After failing to make the Big Air final at the Olympic Winter Games Beijing 2022, the PyeongChang 2018 silver medallist seemed to question everything.
"I tried to tell myself going into this year that I have nothing to prove and I've had such an amazing career but I think it's something with yourself. I feel like when you are a true champ and an elite athlete there's always something within you where you're competing with yourself," she told Olympics.com. "I'm competing with myself and I know what I am capable of and so when I'm not able to do what I know what I can do, it feels like defeat and heartache, even though everyone around me has given me so much love and words of wisdom and telling me how great I've been. It's something deep inside."
"I trust the universe and I believe that everything happens for a reason. So I'm just giving it to god and will keep on tricking on."
"I'm not 100 per cent sure what the future holds. I know I want to work on building more off-grid property. I want to have a garden and some animals. I definitely want to have a family. But without this Olympics win, part of me is all fired up and I could see myself going back to Italy. I don't know. I never said that this was my last one as I just don't know. I have no idea what the future holds."
The 31-year-old fell on her first two runs on Monday (14 February). She did manage a score of 89.75 on her third run but her total score of 119.75 was not enough to advance to the final on Tuesday. Only the top 12 of the 29 starters made the final.

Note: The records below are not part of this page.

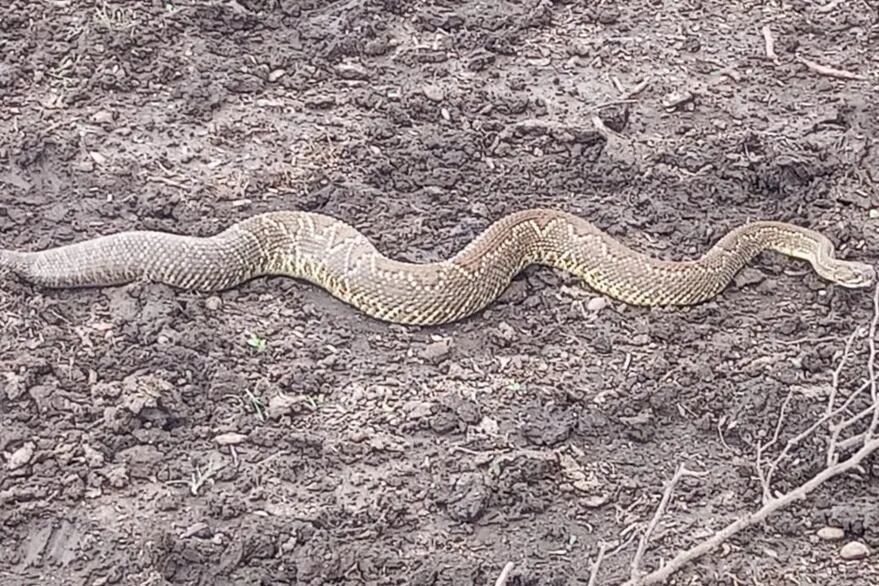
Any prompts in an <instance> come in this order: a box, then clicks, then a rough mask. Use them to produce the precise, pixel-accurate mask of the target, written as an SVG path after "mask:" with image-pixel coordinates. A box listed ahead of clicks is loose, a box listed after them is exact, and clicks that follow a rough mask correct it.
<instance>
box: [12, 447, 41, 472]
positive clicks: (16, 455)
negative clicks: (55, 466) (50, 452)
mask: <svg viewBox="0 0 879 586" xmlns="http://www.w3.org/2000/svg"><path fill="white" fill-rule="evenodd" d="M35 447H36V446H35V445H34V442H27V443H25V444H24V445H23V446H21V447H20V448H18V449H17V450H15V451H14V452H12V455H11V456H9V461H8V462H6V465H7V466H8V467H9V469H10V470H17V469H19V468H21V467H22V466H26V465H27V463H28V462H30V461H31V458H33V457H34V448H35Z"/></svg>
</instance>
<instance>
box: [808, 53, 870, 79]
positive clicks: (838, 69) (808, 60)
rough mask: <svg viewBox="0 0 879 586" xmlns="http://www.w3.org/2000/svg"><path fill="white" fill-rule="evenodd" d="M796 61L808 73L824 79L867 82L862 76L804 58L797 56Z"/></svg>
mask: <svg viewBox="0 0 879 586" xmlns="http://www.w3.org/2000/svg"><path fill="white" fill-rule="evenodd" d="M797 61H799V62H800V63H802V64H803V65H805V66H806V67H807V68H809V70H810V71H812V72H813V73H817V74H818V75H823V76H825V77H835V78H836V79H845V80H849V81H867V78H866V77H864V76H863V75H859V74H857V73H853V72H851V71H847V70H845V69H837V68H835V67H829V66H827V65H821V64H820V63H815V62H814V61H810V60H809V59H806V58H805V57H800V56H799V55H797Z"/></svg>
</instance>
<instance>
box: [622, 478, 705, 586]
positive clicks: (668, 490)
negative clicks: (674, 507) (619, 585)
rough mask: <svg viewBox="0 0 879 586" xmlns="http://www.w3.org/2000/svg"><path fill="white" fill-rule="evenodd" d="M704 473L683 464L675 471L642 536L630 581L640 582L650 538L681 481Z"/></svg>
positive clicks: (664, 513) (635, 557)
mask: <svg viewBox="0 0 879 586" xmlns="http://www.w3.org/2000/svg"><path fill="white" fill-rule="evenodd" d="M704 475H705V473H704V472H694V471H692V470H687V469H686V468H685V467H684V465H683V464H681V465H679V466H678V469H677V470H675V474H674V476H672V478H671V480H670V481H669V482H668V484H667V485H666V487H665V490H664V491H663V493H662V499H661V500H660V501H659V506H657V507H656V511H655V512H654V514H653V519H651V520H650V524H649V525H647V529H646V530H645V531H644V535H642V536H641V541H640V542H639V543H638V550H637V551H636V552H635V557H633V558H632V571H631V574H630V581H633V580H638V578H639V577H640V576H641V575H642V572H641V562H642V561H643V560H644V554H645V553H646V551H647V544H648V543H650V538H651V537H652V536H653V531H654V530H655V529H656V526H657V525H658V524H659V520H660V519H662V516H663V515H665V511H666V510H667V509H668V503H669V501H670V500H671V495H672V493H673V492H674V489H675V486H677V484H678V483H679V482H680V481H681V479H682V478H683V477H684V476H704Z"/></svg>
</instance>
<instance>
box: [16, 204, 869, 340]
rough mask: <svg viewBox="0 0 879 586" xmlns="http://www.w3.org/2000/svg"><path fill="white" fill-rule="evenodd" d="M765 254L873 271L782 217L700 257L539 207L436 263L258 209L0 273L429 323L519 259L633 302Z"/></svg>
mask: <svg viewBox="0 0 879 586" xmlns="http://www.w3.org/2000/svg"><path fill="white" fill-rule="evenodd" d="M764 251H770V252H776V253H780V254H782V255H787V256H789V257H792V258H794V259H798V260H801V261H807V262H808V263H810V264H811V266H812V268H813V269H814V271H815V272H816V273H817V274H818V275H819V276H820V277H822V278H823V279H826V280H828V281H830V282H832V283H835V284H837V285H839V286H842V287H845V288H859V287H866V286H868V285H870V284H871V283H872V282H873V281H874V279H875V276H876V274H875V269H874V268H873V267H872V266H871V265H870V264H865V263H860V262H855V261H847V260H842V259H839V258H836V256H835V248H834V245H833V243H832V242H831V241H830V240H829V239H828V238H827V237H826V236H824V235H823V234H821V233H820V232H817V231H815V230H812V229H809V228H805V227H801V226H798V225H795V224H791V223H786V222H778V221H771V220H760V221H753V222H750V223H746V224H743V225H739V226H738V227H736V228H734V229H732V230H730V231H729V232H727V233H726V234H725V235H724V236H723V237H722V238H720V239H719V240H717V241H716V243H715V244H714V245H713V246H712V247H711V248H710V249H709V250H707V251H706V252H705V253H704V254H703V255H702V256H701V257H699V258H696V259H690V260H678V261H676V260H666V259H662V258H656V257H654V256H649V255H647V254H644V253H642V252H638V251H636V250H634V249H632V248H630V247H629V246H627V245H625V244H623V243H622V242H621V241H619V240H617V239H615V238H614V237H612V236H610V235H609V234H608V233H607V232H605V231H603V230H602V229H600V228H598V227H597V226H595V225H594V224H592V223H590V222H589V221H587V220H585V219H583V218H581V217H580V216H577V215H574V214H571V213H568V212H565V211H561V210H554V209H547V208H531V209H525V210H521V211H515V212H511V213H508V214H506V215H504V216H502V217H500V218H498V219H497V220H495V221H494V222H492V223H491V224H490V225H489V226H488V227H487V228H485V229H484V230H483V231H482V232H481V233H479V234H478V235H477V236H476V237H475V238H474V239H473V240H471V241H470V242H469V243H468V244H466V246H464V247H463V248H461V249H460V250H459V252H457V253H456V254H454V255H453V256H451V257H450V258H447V259H446V260H440V261H436V262H423V263H420V262H404V261H400V260H395V259H393V258H390V257H388V256H386V255H384V254H382V253H381V252H380V251H379V250H378V249H377V248H376V247H375V245H374V244H373V243H372V242H371V241H370V240H369V239H368V238H367V237H366V236H365V235H364V234H363V233H362V232H360V231H359V230H358V229H356V228H355V227H353V226H352V225H351V224H348V223H346V222H344V221H342V220H339V219H337V218H335V217H332V216H329V215H324V214H322V213H317V212H311V211H269V212H263V213H258V214H255V215H252V216H250V217H247V218H245V219H242V220H240V221H238V222H237V223H234V224H232V225H230V226H228V227H227V228H225V229H223V230H222V231H220V232H216V233H214V234H213V235H211V236H193V235H187V234H178V233H172V232H163V231H146V230H131V231H124V232H115V233H111V234H107V235H102V236H97V237H94V238H91V239H84V240H80V241H77V242H72V243H68V244H63V245H59V246H56V247H52V248H46V249H43V250H39V251H13V250H7V249H0V271H4V272H9V271H11V272H12V273H13V274H15V275H17V276H19V277H20V278H22V279H23V280H25V281H28V282H30V283H32V284H33V285H34V286H38V287H39V286H41V287H46V288H76V287H106V286H114V285H123V284H129V283H132V282H136V281H141V282H153V283H164V284H166V285H170V286H172V287H176V288H178V289H183V290H190V291H200V292H212V291H222V290H225V289H229V288H233V287H235V286H237V285H239V284H241V283H244V282H245V281H248V280H251V279H254V278H256V277H261V276H286V277H291V278H295V279H300V280H303V281H306V282H310V283H313V284H314V285H317V286H319V287H322V288H323V289H325V290H326V291H327V292H329V293H330V294H331V295H333V296H335V297H336V298H338V299H340V300H341V301H343V302H345V303H347V304H349V305H351V306H353V307H354V308H356V309H358V310H360V311H362V312H364V313H365V314H367V315H369V316H371V317H373V318H376V319H378V320H382V321H385V322H391V323H398V324H408V325H437V324H443V323H450V322H454V321H457V320H461V319H463V318H466V317H468V316H471V315H473V314H474V313H477V312H479V311H481V310H482V309H483V308H485V307H486V306H488V305H489V304H491V303H492V302H494V301H495V300H496V299H497V298H498V297H499V296H500V295H501V294H502V293H503V291H504V290H505V289H506V288H507V287H508V286H509V285H510V284H511V282H512V281H513V279H514V278H515V277H516V275H517V274H518V273H519V272H521V271H522V270H524V269H525V268H526V267H528V266H530V265H542V266H548V267H552V268H555V269H560V270H562V271H566V272H568V273H571V274H573V275H574V276H576V277H579V278H580V279H581V280H582V281H583V283H585V284H586V285H587V286H588V287H590V288H592V289H593V290H594V291H596V292H598V293H599V294H603V295H606V296H607V297H610V298H613V299H616V300H618V301H621V302H624V303H628V304H631V305H635V306H649V307H662V306H687V305H696V304H699V303H702V302H705V301H707V300H709V299H712V298H714V297H716V296H718V295H719V294H720V293H721V292H722V291H723V290H724V289H725V288H726V287H727V286H728V285H729V283H730V282H731V281H732V280H733V278H734V277H735V275H736V274H737V273H738V272H739V271H740V270H741V269H743V268H744V267H745V266H746V265H747V264H748V263H750V262H751V261H752V260H753V259H754V258H755V257H756V256H758V255H759V254H761V253H762V252H764Z"/></svg>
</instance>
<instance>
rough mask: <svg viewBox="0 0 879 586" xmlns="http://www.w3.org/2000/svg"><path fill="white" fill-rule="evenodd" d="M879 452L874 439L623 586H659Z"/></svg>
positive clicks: (805, 497) (878, 447) (871, 439)
mask: <svg viewBox="0 0 879 586" xmlns="http://www.w3.org/2000/svg"><path fill="white" fill-rule="evenodd" d="M877 449H879V439H876V438H874V439H871V440H869V441H868V442H866V443H865V444H864V445H863V446H861V449H860V450H858V451H857V452H856V453H855V454H854V455H852V456H851V457H850V458H848V459H846V460H843V461H842V462H838V463H836V464H834V465H833V466H830V467H828V468H825V469H824V470H822V471H821V472H819V473H818V474H816V475H815V476H813V477H812V478H811V479H810V480H809V481H808V482H806V483H805V484H802V485H800V486H798V487H797V488H795V489H793V490H791V491H789V492H786V493H785V494H783V495H781V496H779V497H777V498H774V499H772V500H770V501H769V502H768V503H766V504H764V505H763V506H762V507H760V508H759V509H757V510H756V511H754V512H753V513H749V514H747V515H743V516H741V517H739V518H738V519H736V520H735V521H733V522H732V523H730V524H729V525H727V526H726V527H724V528H723V529H721V530H720V531H717V532H716V533H714V534H713V535H712V536H711V537H709V538H708V539H706V540H704V541H702V542H701V543H699V544H698V545H695V546H693V547H691V548H690V549H687V550H686V551H683V552H681V553H679V554H678V555H676V556H675V557H674V558H672V559H671V560H670V561H669V562H668V563H666V564H664V565H663V566H662V567H660V568H659V569H658V570H656V571H654V572H651V573H650V574H647V575H646V576H643V577H640V578H638V579H636V580H632V579H630V580H628V581H626V582H625V583H624V584H623V585H622V586H648V585H650V584H659V583H661V582H664V581H665V580H667V579H668V577H669V576H671V575H672V574H674V573H675V572H677V571H678V570H680V569H681V568H683V567H684V566H685V565H687V564H689V563H690V562H692V561H693V560H696V559H698V558H700V557H702V556H703V555H705V554H707V553H708V552H710V551H712V550H713V549H714V548H716V547H718V546H720V545H721V544H722V543H725V542H726V541H727V540H729V539H730V538H731V537H732V536H734V535H736V534H737V533H739V532H740V531H742V530H744V529H747V528H749V527H752V526H754V525H756V524H758V523H760V522H762V521H764V520H765V519H766V518H767V517H769V516H770V515H772V514H773V513H776V512H777V511H780V510H782V509H784V508H786V507H788V506H790V505H791V504H793V503H794V502H796V501H799V500H802V499H804V498H806V496H808V495H809V494H811V493H812V492H813V491H814V490H815V489H817V488H818V487H820V486H821V485H823V484H824V483H825V482H827V481H828V480H830V479H832V478H835V477H836V476H839V475H840V474H844V473H846V472H848V471H849V470H851V469H853V468H856V467H857V466H859V465H860V464H861V462H862V461H863V460H864V458H866V457H867V456H869V455H870V454H872V453H873V452H875V451H876V450H877Z"/></svg>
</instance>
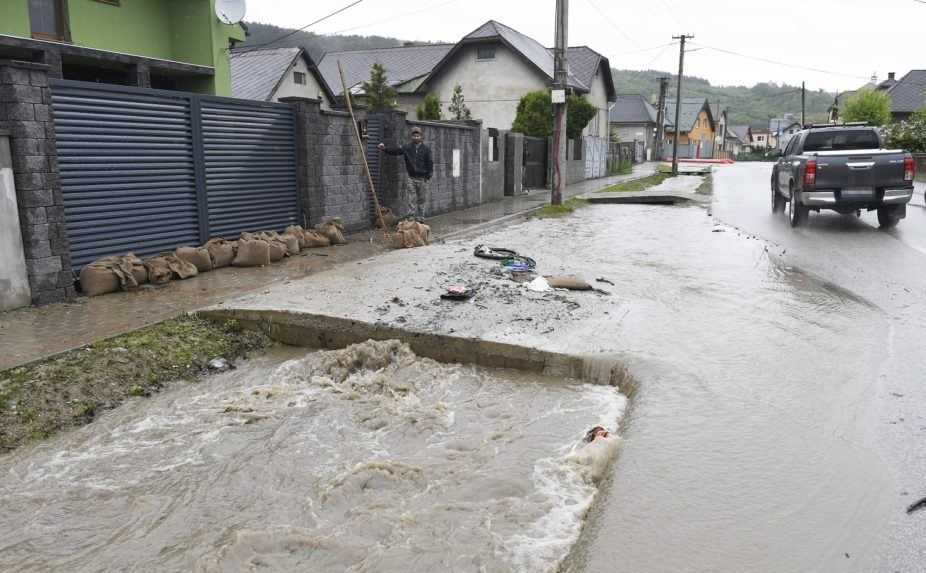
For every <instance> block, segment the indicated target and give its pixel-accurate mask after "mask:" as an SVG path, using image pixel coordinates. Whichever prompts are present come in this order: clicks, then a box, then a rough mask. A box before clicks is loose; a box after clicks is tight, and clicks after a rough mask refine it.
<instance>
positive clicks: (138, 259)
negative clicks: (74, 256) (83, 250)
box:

Beijing 2022 slopestyle champion Zoi Sadowski Synnott from New Zealand topped qualification with a score of 176.50 ahead of Japan's Murase Kokomo (171.00).
"I feel a lot. It was definitely very challenging to not be able to land the half nine. I've been doing that trick forever. The hype of everything was getting to my spirit, "Anderson said after her exit.
"It was so hard to keep it together and have fun when there was so much pressure and so much attention around it. Maybe when I was younger and a little bit naive, I was unaware and it was a little bit easier. Now that I am a little bit older and wiser, I know how great it feels to be good here and I know how terrible it feels to be bad."
Last week Anderson had already opened up about the mental health struggles she has been dealing with at Beijing 2022.
The American star spoke in a candid post on Instagram about the "rollercoaster of emotions" that led to her having an emotional breakdown the night before she was due to compete in 6 February's slopestyle finals.
She has also said that she was "looking forward to some time off" to focus on self-care after the Games.
In October 2021 Anderson told Olympics.com about the pressure she felt during the 2020 X Games.
"I was kind of a wreck," she said. "I remember calling, my boyfriend the night before and I was just like, I don't know what to do. Everyone's expecting me to win and I don't know about my run and my tricks. And just like, had a meltdown....
"I think it's good to reach out to support. Not that you have to call everyone and freak out, but your close people that you can relate with.
"Use those lifelines, it's OK to feel vulnerable and to feel afraid."